Tito mengingatkan, penularan kasus pada periode Nataru ini cukup tinggi karena potensi kerumunan masyarakat dan mobilitas masyarakat yang tinggi. Selain itu, saat ini juga sedang merebak varian baru di berbagai dunia, yakni omikron yang juga telah masuk ke Indonesia.

"Meskipun karakternya (omikron) sedang dipelajari, kita tidak ingin ambil risiko, tolong teman-teman sampaikan kepada publik pada masyarakat, apa pun variannya, apa pun juga penularannya, nomor satu adalah protokol kesehatan," kata Tito.

Menurut Mendagri Tito, langkah yang harus dilakukan daerah adalah mengingatkan penerapan protokol dan menghindari kerumunan.
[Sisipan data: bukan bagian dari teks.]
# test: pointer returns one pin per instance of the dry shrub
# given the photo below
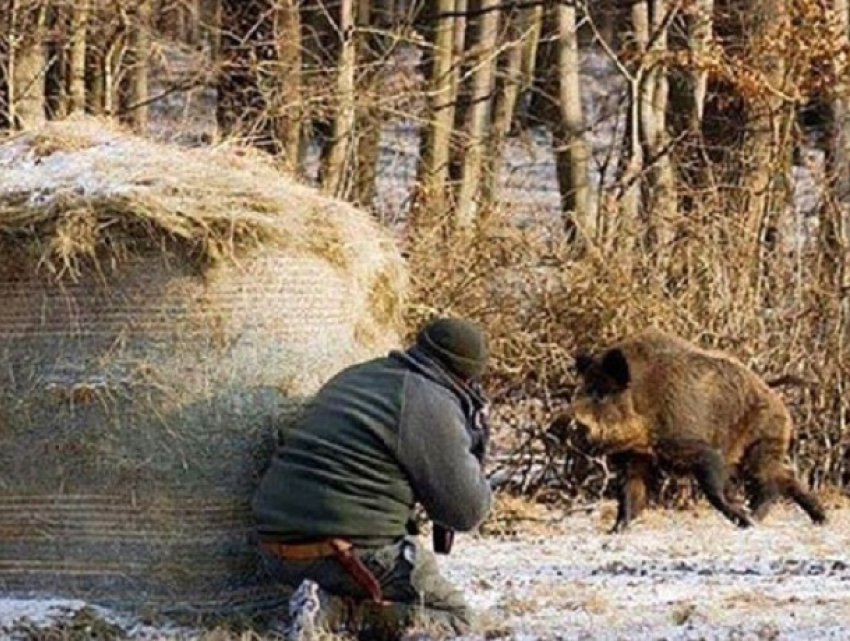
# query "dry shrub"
(541, 302)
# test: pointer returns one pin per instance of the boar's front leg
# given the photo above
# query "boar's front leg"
(711, 474)
(631, 495)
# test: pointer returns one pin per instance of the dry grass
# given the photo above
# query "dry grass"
(83, 192)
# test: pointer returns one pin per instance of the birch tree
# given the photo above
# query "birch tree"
(477, 116)
(338, 155)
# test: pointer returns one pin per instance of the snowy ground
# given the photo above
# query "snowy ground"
(676, 575)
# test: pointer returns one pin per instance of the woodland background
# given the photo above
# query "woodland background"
(563, 172)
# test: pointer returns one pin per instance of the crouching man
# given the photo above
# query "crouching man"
(334, 507)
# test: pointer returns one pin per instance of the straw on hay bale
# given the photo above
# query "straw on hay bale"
(164, 312)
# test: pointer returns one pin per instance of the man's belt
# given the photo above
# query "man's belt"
(341, 549)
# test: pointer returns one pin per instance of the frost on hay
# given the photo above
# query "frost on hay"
(165, 314)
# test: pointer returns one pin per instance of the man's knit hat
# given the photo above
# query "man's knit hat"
(458, 344)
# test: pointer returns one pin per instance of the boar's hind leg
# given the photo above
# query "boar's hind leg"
(711, 474)
(771, 478)
(792, 488)
(631, 495)
(781, 481)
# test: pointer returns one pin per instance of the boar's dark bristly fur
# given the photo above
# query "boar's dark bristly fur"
(654, 401)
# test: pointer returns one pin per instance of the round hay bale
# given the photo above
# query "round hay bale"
(165, 312)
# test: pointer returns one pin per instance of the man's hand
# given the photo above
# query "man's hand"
(480, 435)
(442, 539)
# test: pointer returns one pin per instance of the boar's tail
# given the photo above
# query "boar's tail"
(790, 379)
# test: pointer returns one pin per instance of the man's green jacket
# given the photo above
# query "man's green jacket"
(377, 438)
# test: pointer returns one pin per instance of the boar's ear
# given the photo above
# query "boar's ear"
(583, 361)
(615, 365)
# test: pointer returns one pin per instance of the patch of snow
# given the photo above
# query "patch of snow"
(675, 575)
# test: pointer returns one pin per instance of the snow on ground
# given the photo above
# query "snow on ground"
(675, 575)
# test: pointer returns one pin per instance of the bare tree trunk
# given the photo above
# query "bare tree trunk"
(338, 157)
(835, 214)
(134, 81)
(249, 75)
(572, 152)
(288, 111)
(77, 57)
(6, 14)
(659, 193)
(460, 93)
(435, 140)
(56, 79)
(687, 102)
(28, 63)
(631, 162)
(508, 85)
(478, 117)
(211, 27)
(764, 153)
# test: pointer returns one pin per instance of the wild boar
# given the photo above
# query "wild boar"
(654, 401)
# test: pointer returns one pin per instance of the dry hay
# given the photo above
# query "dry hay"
(165, 314)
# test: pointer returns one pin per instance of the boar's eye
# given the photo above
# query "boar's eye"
(596, 394)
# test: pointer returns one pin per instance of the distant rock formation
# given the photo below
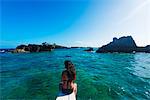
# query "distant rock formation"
(90, 49)
(37, 48)
(123, 44)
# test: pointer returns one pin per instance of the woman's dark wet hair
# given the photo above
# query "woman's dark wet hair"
(70, 69)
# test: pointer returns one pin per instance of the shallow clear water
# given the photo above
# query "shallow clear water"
(99, 76)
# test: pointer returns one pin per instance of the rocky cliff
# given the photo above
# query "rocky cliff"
(123, 44)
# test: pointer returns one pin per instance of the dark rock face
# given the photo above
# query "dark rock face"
(123, 44)
(90, 49)
(37, 48)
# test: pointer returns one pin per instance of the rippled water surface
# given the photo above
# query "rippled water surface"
(99, 76)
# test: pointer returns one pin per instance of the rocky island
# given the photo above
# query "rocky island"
(124, 45)
(37, 48)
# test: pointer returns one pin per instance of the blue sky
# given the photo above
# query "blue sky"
(73, 22)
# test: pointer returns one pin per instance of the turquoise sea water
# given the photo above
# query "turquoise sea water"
(107, 76)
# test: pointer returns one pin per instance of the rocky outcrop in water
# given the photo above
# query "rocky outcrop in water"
(90, 49)
(37, 48)
(123, 44)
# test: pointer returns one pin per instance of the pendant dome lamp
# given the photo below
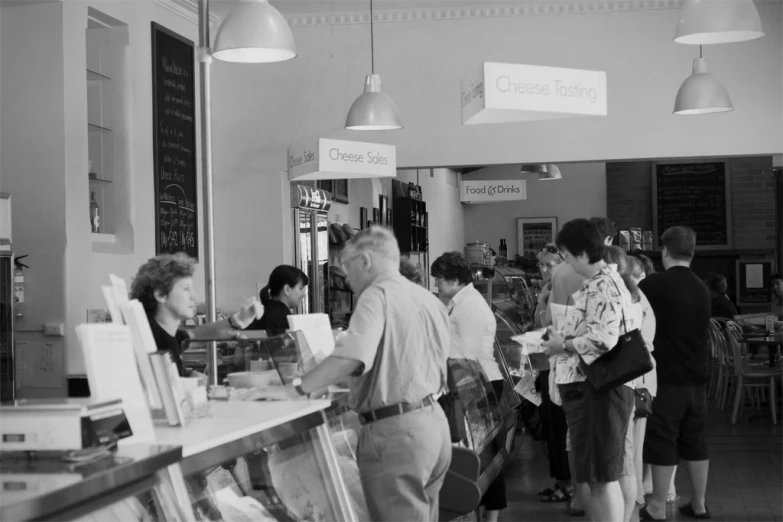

Ia menegaskan, selama tahun baru tidak boleh ada kerumunan lebih dari 50 orang, tidak ada perayaan-perayaan, pawai-pawai, arak-arakan, ataupun pesta kembang api.

"Alun-alun harus tutup meskipun restoran boleh 75 persen, mal 75 persen, penerapan aplikasi PeduliLindungi tetap jalan terus  dan kita sudah keluarkan SE agar kepala daerah mengeluarkan perkada yang ada sanksinya," katanya.

Mantan kapolri ini meminta daerah melakukan penguatan perbatasan dalam mencegah masuknya kasus Covid-19 dan mempercepat vaksinasi di setiap daerah. Ia juga meminta agar jajaran pemerintah daerah juga segera merapatkan langkah antisipasi dan mitigasi serta menyiapkan langkah jika terjadi di luar skenario.

"Kuncinya adalah rekan-rekan kepala daerah, gubernur, segera merapatkan dengan bupati, wali kota, kemudian dengan TNI Polri dan Forkopimda yang lain, setelah itu kepala daerah tingkat dua melakukan rapat lagi di tingkat dua untuk membuat strategi  sesuai guidance dari bapak menkes dan dari kami," ujarnya. 

Sementara itu, Gubernur DKI Jakarta, Anies Rasyid Baswedan, meminta semua pihak untuk berhati-hati atas peningkatan kasus Covid-19 varian omikron. Terlebih, menurut dia, ketika sejauh ini angka varian tersebut di Indonesia juga bertambah 27 kasus. “Dan 24 orang lainnya itu, yang baru pulang dari luar negeri,” kata Anies di Jakarta.

Dia mengatakan, sejauh ini telah meminta pengetatan di berbagai pintu masuk yang berpotensi. Ia berharap agar varian omikron tidak kembali mengalami peningkatan layaknya varian-varian sebelumnya. “Mudah-mudahan kita bisa terlindungi,” tuturnya.